There is a paradigm shift taking place in learning today. I have written before that there is a paradigm shift in education, but the status quo is reinforcing the traditional trenches in a way that is unbelievable in today’s world. Just as the Germans simply zipped around the impregnable Maginot line (the massively reinforced trenches from WWI) at the beginning of WWII, learning is preparing to zip around the heavily reinforced educational institutions of today.
The music industry, the publishing industry, the newspaper industry, the postal systems, the public libraries, the traditional bookstore, video stores, movie theatres – these and other sectors of our society have had to (or are in the process of) reinventing themselves to fit into the new world of digitized information. Only in education have the powers that be refused to engage in a critical self-examination to ask what digitization really means to this sector of society.
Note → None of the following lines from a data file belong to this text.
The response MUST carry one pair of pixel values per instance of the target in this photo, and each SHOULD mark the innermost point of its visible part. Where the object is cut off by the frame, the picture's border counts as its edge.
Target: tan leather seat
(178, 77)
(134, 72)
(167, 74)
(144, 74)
As long ago as 30 years, the education sector “embraced” digitization with the beginnings of the e-learning revolution. As time has unfolded, the rush to embrace e-learning has continued unabated – even though it has become increasingly clear that this is not the answer. The entry of private providers – introducing competition into the moribund higher education sector – has been hailed as either the saviour or the satan of learning. It too is in the process of becoming irrelevant. There is a fundamental reason for this that has been glibly ignored. The education system was never that good at fostering learning, and all that has happened with the digitization age has been the transferring of poor learning experiences into a digitized format.
David Price, in his book Open, articulates his realization of the massive shift in perspective as follows:
Mine was when I realised formal education could no longer look upon learning which happens socially as either inferior or complementary. Rather, it’s a direct challenge to centuries-old orthodoxies, and simply can’t ignored.
And, the vast majority of teachers/lecturers/professors still look at the mobile information tools as a distraction in the classroom, and tell their students to turn them off!
As I have talked about the over the years, I hear the same refrain echoed over and over again – higher education’s strength lies in its ability to ignore fads and whims, and just keep going as it has always gone. A millennium of achievements can’t possibly be wrong.
How wrong they are. A big part of the strength of higher education today lies in its ability to absorb change and make it a part of what it is. Universities have not always done research. In the thousand years history of HE, research is merely a 150 year old phenomenon that didn’t take firm root until a mere 6-0 – 70 years ago. The massification of HE is only about 50 years old. HE has changed dramatically over the centuries to embrace new activities and ways of doing things. It may survive this fundamental shift, but I’m unsure, given the power of the entrenched interests.